Different states choose their electors in different ways. Some states have nominations for electors during party conventions, while others choose their electors in primaries. In Pennsylvania, the campaigns choose their own electors. The only real things that can disqualify you from being an elector are holding a federal office or having engaged in some sort of insurrection against the U.S. government. Chosen electors are generally loyal party members who can be counted on to cast a ballot that’s in line with their state’s popular vote.
It doesn’t have one. Although the name might make you think that all the electors meet in a centralized location to cast their ballots, the Electoral College never actually convenes as a unified group. Instead, the chosen electors all meet at their respective state capitals on the first Monday after the second Wednesday in December to cast their votes. The votes are then counted in a joint session of Congress on January 6th.
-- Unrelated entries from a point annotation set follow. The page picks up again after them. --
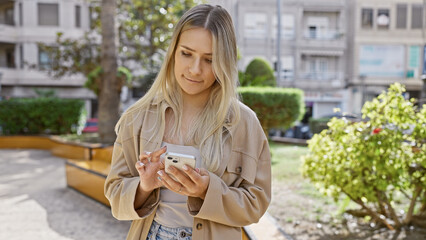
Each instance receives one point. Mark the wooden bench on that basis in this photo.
(87, 165)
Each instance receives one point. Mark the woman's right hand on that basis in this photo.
(148, 166)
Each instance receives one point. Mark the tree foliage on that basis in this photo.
(375, 160)
(275, 107)
(144, 32)
(258, 73)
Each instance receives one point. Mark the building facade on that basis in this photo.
(313, 45)
(23, 23)
(385, 45)
(341, 53)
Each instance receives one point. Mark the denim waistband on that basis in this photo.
(161, 232)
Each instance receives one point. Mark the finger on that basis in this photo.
(140, 166)
(193, 174)
(169, 183)
(180, 176)
(144, 157)
(155, 156)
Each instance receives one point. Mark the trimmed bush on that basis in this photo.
(318, 124)
(275, 107)
(378, 163)
(258, 73)
(39, 115)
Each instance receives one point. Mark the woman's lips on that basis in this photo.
(191, 80)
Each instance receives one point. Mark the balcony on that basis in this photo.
(8, 33)
(328, 34)
(320, 80)
(25, 77)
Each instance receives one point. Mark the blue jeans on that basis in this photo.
(160, 232)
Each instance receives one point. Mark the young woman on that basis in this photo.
(192, 108)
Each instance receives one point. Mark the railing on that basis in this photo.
(327, 34)
(322, 76)
(8, 33)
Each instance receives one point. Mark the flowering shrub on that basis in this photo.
(373, 160)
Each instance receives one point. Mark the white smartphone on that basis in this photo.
(178, 160)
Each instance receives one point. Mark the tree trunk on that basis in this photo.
(109, 91)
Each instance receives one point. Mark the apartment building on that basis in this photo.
(385, 45)
(313, 45)
(23, 23)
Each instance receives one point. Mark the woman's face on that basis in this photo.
(193, 62)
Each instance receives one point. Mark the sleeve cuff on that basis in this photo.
(198, 207)
(149, 205)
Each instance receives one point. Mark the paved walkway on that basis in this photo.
(36, 204)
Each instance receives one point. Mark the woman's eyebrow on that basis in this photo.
(190, 49)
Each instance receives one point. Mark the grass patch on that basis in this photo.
(82, 138)
(286, 161)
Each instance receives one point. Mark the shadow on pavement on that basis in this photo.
(35, 202)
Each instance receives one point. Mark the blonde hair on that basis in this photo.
(222, 108)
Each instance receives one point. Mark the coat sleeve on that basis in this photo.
(121, 185)
(237, 206)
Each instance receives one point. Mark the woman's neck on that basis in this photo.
(194, 103)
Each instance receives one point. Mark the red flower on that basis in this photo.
(377, 130)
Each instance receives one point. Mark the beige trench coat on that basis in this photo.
(239, 191)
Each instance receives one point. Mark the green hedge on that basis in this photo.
(258, 73)
(275, 107)
(318, 124)
(39, 115)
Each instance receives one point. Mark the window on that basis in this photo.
(287, 26)
(9, 16)
(21, 20)
(48, 14)
(21, 56)
(255, 25)
(287, 67)
(416, 16)
(367, 18)
(10, 58)
(77, 16)
(93, 16)
(401, 16)
(45, 60)
(383, 19)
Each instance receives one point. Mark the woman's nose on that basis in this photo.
(195, 68)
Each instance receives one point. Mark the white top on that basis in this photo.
(172, 210)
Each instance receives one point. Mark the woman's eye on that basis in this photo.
(185, 54)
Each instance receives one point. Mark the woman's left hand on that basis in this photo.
(190, 182)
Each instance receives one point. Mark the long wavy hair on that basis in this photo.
(222, 108)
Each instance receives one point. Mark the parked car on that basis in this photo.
(91, 126)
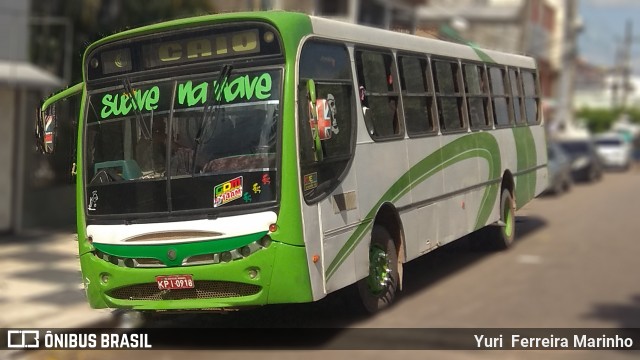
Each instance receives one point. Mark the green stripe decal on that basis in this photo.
(182, 250)
(477, 145)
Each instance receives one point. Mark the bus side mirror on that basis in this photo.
(46, 129)
(313, 120)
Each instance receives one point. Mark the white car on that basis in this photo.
(614, 150)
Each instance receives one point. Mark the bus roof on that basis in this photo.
(396, 40)
(335, 30)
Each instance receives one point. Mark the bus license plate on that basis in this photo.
(173, 282)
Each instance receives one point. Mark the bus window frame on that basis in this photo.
(536, 96)
(519, 97)
(429, 95)
(489, 124)
(460, 96)
(505, 95)
(395, 92)
(355, 108)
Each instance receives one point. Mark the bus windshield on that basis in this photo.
(154, 148)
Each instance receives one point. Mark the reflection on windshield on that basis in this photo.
(239, 138)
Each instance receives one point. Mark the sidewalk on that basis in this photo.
(40, 284)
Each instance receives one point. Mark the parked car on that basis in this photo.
(586, 165)
(614, 150)
(559, 166)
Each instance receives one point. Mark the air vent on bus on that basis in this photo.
(203, 289)
(174, 235)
If no candidate can grab a majority (currently 270) of the Electoral College’s votes, the House of Representatives meets immediately to pick the new President. In this situation, each state’s Congressmen get together and pick a candidate among the top three vote getters in the Electoral College balloting. Each state’s delegation then casts one vote. This process keeps going on indefinitely until a single candidate receives a majority of the states’ votes. The House of Representatives has picked two presidents: Thomas Jefferson in 1800 and John Quincy Adams in 1824.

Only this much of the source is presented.